AI’s ability to constantly learn and improve make it ideally suited to the area of anti-fraud. This will undoubtedly be a point of interest in an industry where in the UK alone, criminals successfully stole £1.2 billion through fraud and scams in 2018. Firms must be increasingly cognisant of fraudsters who are relentlessly attempting to beat their systems by any means possible.

Many firms will already have a host of flexible and configurable rules in place to deal with this, however, overlaying machine learning or running it side-by-side can help improve detection rates significantly. This is true particularly where data sets are large and identification of fraudulent payments, rather than false positives, needs a greater level of sophistication.

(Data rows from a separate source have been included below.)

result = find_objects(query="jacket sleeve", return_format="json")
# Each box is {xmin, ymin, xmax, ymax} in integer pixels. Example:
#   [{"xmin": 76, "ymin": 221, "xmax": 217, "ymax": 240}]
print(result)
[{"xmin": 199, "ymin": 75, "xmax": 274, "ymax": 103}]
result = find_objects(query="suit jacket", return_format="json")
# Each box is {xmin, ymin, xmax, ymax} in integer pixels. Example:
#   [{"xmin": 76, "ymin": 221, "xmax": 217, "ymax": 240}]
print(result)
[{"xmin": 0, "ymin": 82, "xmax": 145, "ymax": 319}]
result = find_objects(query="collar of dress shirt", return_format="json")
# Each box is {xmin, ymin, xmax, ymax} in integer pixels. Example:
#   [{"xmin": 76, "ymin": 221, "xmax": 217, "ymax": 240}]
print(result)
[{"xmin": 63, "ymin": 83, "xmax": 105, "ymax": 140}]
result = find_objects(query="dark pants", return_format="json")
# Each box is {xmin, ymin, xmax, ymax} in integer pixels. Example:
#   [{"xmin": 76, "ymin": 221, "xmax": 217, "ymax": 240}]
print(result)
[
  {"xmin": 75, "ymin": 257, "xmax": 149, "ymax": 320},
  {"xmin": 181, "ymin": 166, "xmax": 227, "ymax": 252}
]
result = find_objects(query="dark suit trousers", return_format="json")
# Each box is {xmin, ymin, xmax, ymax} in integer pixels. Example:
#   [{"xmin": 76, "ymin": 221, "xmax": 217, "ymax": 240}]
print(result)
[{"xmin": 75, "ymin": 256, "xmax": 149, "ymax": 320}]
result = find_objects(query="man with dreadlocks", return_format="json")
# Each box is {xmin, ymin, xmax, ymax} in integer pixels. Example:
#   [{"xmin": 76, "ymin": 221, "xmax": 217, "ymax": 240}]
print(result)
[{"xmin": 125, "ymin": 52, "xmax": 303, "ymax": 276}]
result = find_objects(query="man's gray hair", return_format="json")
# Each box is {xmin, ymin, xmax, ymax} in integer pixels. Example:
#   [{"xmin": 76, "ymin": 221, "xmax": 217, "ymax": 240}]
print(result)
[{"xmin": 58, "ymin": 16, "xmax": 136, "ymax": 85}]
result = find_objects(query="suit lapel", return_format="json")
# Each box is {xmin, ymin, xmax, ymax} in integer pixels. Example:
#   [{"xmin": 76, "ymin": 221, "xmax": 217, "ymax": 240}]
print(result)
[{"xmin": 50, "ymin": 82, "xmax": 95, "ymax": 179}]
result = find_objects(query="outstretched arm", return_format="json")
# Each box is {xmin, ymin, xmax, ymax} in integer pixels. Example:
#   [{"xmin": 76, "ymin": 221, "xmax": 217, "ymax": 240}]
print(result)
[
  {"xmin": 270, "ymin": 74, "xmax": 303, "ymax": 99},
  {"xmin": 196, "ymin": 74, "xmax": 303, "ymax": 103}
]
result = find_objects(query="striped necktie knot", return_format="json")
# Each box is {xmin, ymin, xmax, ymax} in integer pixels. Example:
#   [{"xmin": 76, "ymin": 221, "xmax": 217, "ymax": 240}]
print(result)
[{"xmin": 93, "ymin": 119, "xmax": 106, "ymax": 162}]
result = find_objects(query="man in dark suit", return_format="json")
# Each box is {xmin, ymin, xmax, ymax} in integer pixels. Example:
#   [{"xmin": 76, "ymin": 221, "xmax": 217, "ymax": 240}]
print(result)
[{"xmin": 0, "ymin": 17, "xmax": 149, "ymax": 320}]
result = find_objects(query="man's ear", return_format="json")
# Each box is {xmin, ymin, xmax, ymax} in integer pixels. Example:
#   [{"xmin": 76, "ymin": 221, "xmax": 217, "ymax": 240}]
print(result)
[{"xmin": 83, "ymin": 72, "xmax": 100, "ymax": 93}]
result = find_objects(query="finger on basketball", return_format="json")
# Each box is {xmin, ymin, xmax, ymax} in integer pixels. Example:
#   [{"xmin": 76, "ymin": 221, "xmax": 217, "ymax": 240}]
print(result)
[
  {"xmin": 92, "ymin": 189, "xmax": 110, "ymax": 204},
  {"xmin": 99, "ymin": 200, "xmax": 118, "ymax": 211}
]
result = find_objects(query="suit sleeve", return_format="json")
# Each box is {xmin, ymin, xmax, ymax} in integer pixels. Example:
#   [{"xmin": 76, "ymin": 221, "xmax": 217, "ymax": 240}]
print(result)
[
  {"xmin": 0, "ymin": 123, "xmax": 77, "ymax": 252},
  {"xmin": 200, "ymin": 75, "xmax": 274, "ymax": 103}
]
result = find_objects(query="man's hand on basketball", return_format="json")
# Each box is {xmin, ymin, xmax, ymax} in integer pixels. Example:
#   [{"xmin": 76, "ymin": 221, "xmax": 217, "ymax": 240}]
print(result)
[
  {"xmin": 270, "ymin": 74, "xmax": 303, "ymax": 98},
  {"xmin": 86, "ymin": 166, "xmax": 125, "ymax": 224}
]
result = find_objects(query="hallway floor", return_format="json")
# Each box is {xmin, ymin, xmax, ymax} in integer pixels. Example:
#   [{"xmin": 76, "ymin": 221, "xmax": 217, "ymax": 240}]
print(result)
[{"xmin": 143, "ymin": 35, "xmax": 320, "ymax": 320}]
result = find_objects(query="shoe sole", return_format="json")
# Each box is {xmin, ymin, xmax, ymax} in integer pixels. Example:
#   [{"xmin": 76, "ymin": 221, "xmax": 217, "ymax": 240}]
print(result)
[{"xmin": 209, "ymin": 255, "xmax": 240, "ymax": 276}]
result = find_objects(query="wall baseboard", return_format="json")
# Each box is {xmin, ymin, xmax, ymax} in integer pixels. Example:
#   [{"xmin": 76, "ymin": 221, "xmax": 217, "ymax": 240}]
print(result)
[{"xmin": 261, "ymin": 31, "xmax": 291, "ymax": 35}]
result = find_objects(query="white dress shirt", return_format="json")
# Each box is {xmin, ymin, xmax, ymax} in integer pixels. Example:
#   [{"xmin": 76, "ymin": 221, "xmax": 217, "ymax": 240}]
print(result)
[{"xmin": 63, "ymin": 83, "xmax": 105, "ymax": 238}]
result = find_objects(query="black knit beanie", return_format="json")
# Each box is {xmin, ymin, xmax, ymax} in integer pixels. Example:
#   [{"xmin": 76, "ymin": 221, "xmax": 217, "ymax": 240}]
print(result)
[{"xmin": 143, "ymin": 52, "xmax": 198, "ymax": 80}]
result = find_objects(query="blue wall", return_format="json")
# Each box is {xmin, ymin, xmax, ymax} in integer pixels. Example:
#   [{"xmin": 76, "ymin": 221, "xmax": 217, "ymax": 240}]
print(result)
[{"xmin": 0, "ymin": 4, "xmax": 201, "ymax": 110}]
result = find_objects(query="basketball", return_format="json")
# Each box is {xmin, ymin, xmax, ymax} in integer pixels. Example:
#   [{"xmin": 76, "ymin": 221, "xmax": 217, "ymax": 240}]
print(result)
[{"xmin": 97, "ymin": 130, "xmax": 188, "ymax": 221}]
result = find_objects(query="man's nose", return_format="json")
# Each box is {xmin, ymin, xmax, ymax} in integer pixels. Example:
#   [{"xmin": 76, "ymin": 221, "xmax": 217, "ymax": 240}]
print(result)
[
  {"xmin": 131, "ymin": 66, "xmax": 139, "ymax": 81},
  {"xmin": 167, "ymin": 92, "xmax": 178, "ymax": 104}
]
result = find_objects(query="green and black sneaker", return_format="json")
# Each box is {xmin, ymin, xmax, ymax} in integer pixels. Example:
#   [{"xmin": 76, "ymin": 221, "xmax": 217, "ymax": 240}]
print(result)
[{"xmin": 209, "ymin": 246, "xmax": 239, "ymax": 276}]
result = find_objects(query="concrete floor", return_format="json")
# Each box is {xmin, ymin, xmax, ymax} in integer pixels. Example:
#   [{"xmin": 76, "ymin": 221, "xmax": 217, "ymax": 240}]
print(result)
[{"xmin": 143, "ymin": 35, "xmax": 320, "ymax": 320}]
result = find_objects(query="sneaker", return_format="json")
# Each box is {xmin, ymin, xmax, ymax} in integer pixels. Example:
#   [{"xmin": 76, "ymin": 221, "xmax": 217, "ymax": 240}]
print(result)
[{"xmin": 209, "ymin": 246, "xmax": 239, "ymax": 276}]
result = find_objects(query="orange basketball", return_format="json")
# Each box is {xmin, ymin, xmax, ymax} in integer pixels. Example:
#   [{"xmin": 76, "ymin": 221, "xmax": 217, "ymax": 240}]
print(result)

Business rules can produce payment scores, improve fraud detection and limit the number of fraudulent payments. Scoring rules can be refined and improved by the payments team to enable the bank to respond quickly to limit new types of fraudulent activity. However, by employing a combination of machine learning and a rules-based approach, the level of automation and improved detection rates for potentially fraudulent payments can be extended.

Mass email liberation

Another attention-grabber surrounding AI is how it can automate what was always previously perceived to be only achievable manually. This will certainly be relevant to those involved in the area of mass email processing. Many banks receive 3-5,000 emails every day, many of which contain margin calls, netting and standard settlement instructions. The current solution of hiring staff to review each one manually – including hard to decipher and easily misinterpreted short-hand comments that need to read and then pushed to the relevant team to action – is simply not scalable.

The risk of multiple errors is significant, and valuable staff are unable to be deployed on higher value activities. With every division in banks still under pressure to reduce costs and generate revenue, and regulatory initiatives such as IBOR, Brexit and SFTR further piling on the pressure, the momentum to speed up the settlement process is relentless.

With the right AI logic behind them, algorithms can be trained to assess the intent in each email, classify each one, allocate the right priority, and send the email to be actioned by the right team. This is a powerful example of where operational staff roles can change as AI replaces one mundane aspect of the job with a higher skilled one as they help train new models – augmenting, rather than replacing, existing processes.

Flexibility not profligacy

Technological advancements in this field are evident, and it is easy to get caught up in AI-mania when it is pervasive in every media outlet you turn to. However, it is simply not feasible to replace the minefield of incumbent systems that are embedded and essential to running a bank.

Nor is it a prudent exercise. To quote McKinsey: “[Re]building systems in house proves to be a difficult, resource-draining task that often costs organizations from €50 million to €300 million”.  Therefore, in order to unlock near term ROI and new cost structures from a digital infrastructure, any AI solution that is selected must be flexible enough to either extend the life of, or straddle, existing technologies.

Pragmatism for the path ahead

AI is by no means a new phenomenon, but as the convergence of new technologies such as cloud-computing and big data present new applications for AI, the question now is how and where to implement it most effectively. As the financial services industry continues to evolve and new pressures are put upon institutions such as the threat of cyber-attack, new regulations or challenger institutions, the ability to apply AI to the right operations will be essential for industry success.

This requires a well thought out plan for accessing and leveraging existing or new data assets, and the best returns are driven by a clear definition of the problem and the solution desired. What is evident is that a pragmatic view is always best when choosing the right path and the right partner to guide you into the future.